Ella scendeva le scale del tempio sacro, attorniata da
drappi in oro e argento. Le labbra schiuse, rosse,
parevano petali d'uno di quei ciliegi rigonfi di fiori
rossastri e i capelli lunghi, sciolti sulle spalle, fili
di seta color dell'ebano. Emanava quiete, una sensazione
di pace profonda che s'insinuava nell'animo prepotente,
catturando ogni singola fibra dell'essere. Scendeva coi
piedi scalzi, lasciando dietro di sé scie di luce
accecanti. Al collo, lungo, scendeva un pendente
circolare appeso ad un filo sottile.

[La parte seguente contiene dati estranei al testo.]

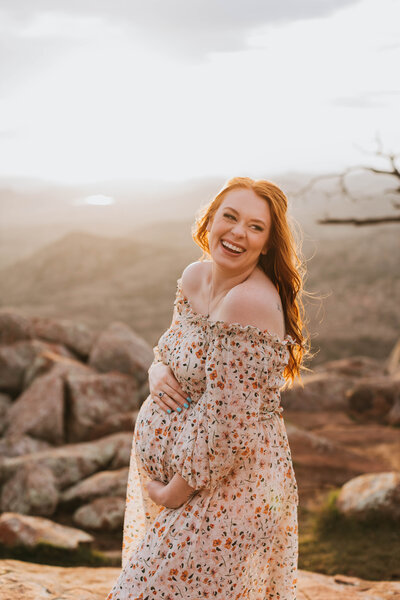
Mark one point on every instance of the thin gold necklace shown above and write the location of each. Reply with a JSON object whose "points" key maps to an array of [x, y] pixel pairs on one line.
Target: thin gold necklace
{"points": [[209, 299]]}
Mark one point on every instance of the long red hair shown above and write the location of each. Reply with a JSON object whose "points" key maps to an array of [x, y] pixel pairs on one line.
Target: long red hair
{"points": [[282, 263]]}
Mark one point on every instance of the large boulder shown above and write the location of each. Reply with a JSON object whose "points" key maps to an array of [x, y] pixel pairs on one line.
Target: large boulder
{"points": [[105, 483], [393, 361], [15, 359], [118, 348], [373, 399], [92, 398], [372, 492], [39, 411], [75, 336], [103, 514], [47, 361], [321, 463], [14, 327], [5, 403], [74, 462], [31, 490], [17, 445], [123, 421], [322, 391], [28, 531]]}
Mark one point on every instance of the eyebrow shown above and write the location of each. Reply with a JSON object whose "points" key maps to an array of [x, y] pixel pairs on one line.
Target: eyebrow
{"points": [[258, 220]]}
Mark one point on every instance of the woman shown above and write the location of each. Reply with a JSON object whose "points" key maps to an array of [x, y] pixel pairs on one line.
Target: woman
{"points": [[212, 496]]}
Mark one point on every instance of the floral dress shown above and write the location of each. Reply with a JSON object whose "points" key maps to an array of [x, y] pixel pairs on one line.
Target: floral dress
{"points": [[237, 534]]}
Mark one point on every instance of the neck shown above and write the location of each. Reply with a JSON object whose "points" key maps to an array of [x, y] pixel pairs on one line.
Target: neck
{"points": [[221, 281]]}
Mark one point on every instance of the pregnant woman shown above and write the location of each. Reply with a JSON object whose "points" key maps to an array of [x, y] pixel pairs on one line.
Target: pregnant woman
{"points": [[212, 497]]}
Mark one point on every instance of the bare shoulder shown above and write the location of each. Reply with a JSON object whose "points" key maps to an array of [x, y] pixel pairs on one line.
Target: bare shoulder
{"points": [[193, 275], [255, 302]]}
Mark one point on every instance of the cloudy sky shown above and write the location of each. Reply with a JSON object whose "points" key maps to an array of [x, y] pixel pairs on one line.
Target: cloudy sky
{"points": [[95, 90]]}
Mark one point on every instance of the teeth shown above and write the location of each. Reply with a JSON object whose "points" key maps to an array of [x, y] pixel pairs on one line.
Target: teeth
{"points": [[231, 247]]}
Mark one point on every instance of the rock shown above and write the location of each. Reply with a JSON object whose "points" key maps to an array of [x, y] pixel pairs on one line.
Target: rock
{"points": [[5, 403], [48, 361], [393, 416], [17, 445], [122, 453], [378, 492], [20, 580], [354, 366], [31, 490], [73, 462], [17, 358], [14, 327], [371, 399], [118, 348], [23, 530], [39, 411], [124, 421], [93, 398], [322, 391], [75, 336], [322, 463], [104, 514], [105, 483], [393, 362]]}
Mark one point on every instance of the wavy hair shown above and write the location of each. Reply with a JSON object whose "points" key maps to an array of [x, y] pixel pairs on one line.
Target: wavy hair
{"points": [[282, 263]]}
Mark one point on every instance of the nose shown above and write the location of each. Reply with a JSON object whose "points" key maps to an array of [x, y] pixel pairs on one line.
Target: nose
{"points": [[237, 230]]}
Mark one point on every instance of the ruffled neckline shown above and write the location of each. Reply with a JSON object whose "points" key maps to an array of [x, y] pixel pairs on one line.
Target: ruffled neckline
{"points": [[234, 327]]}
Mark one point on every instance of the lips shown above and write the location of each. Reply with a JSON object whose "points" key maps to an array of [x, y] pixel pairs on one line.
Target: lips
{"points": [[233, 243]]}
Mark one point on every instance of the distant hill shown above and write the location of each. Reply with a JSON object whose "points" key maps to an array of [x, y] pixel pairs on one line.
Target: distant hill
{"points": [[98, 279]]}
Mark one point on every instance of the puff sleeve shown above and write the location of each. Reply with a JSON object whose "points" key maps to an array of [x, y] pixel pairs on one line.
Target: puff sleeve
{"points": [[222, 429]]}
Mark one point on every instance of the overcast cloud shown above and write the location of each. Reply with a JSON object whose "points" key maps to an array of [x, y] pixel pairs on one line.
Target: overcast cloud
{"points": [[195, 26]]}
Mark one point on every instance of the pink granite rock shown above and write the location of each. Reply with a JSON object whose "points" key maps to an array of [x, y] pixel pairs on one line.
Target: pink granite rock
{"points": [[118, 348], [93, 398], [103, 514]]}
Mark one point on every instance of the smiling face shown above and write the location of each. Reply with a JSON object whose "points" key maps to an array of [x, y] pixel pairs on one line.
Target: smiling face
{"points": [[243, 220]]}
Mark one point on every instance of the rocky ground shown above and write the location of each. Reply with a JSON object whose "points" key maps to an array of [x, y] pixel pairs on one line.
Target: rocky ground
{"points": [[68, 402], [21, 580]]}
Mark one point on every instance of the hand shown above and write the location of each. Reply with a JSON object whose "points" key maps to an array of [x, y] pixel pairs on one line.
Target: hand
{"points": [[162, 379], [158, 492]]}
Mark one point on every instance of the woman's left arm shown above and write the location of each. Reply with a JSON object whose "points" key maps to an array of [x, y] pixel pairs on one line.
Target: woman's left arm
{"points": [[171, 495]]}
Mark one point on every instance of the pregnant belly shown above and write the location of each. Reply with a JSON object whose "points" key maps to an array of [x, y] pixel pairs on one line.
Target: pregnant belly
{"points": [[154, 436]]}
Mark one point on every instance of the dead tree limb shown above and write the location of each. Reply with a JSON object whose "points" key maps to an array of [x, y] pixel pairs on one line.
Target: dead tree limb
{"points": [[342, 180]]}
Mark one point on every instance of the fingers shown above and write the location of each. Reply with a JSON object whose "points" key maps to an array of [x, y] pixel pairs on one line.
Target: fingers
{"points": [[172, 400]]}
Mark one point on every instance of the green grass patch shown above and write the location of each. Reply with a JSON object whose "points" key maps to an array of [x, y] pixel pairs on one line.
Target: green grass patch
{"points": [[331, 543]]}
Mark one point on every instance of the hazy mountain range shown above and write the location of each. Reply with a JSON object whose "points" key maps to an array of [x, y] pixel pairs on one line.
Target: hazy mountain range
{"points": [[120, 262]]}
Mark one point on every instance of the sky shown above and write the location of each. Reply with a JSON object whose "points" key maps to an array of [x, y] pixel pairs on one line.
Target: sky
{"points": [[102, 90]]}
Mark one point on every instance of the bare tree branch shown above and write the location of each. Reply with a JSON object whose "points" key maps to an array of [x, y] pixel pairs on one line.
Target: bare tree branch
{"points": [[344, 189], [358, 222]]}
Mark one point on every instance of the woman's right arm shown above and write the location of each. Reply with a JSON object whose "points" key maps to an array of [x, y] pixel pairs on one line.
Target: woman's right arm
{"points": [[162, 379]]}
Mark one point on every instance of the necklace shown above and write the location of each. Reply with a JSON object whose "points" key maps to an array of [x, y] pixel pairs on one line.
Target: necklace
{"points": [[209, 299]]}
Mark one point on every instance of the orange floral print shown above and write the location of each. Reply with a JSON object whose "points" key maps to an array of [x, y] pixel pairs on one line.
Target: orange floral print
{"points": [[236, 537]]}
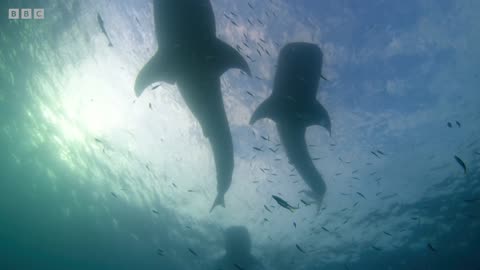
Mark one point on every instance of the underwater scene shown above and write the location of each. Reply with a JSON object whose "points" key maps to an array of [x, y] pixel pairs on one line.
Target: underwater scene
{"points": [[239, 134]]}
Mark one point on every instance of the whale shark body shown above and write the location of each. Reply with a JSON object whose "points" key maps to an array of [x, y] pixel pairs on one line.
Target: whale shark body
{"points": [[190, 55], [293, 107]]}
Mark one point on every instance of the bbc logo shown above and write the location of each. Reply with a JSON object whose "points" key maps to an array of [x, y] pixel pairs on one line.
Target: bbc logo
{"points": [[26, 13]]}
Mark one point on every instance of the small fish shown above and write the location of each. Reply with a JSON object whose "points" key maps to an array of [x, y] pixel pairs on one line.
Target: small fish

Le mani, aperte in
avanti sui palmi reggevano uno specchio ovale mentre sul
fianco destro, dormiente nel fodero, giaceva probabilmente
una vecchia katana con l'elsa incastonata di
preziosi. “Chi
sei?” La voce tuonò nel buio,
prepotente, spezzando per un singolo istante l'immagine
dell'equilibrio disegnata dai passi silenziosi della
donna. Non rispondeva, eppure quel suo sorriso rimaneva
inalterato sulle labbra. Buio, intenso, permeava il resto
del tempio. Lei sola era luce tra le cose,
nient'altro. "Susanoo" una voce, distante,
quasi inudibile s'impadronì del silenzio,
nuovamente. Confusione, attrazione, desiderio di
sfiorare quella luce. “Chi sei?” Lo chiese
nuovamente, ma la domanda fu ignorata per la seconda volta.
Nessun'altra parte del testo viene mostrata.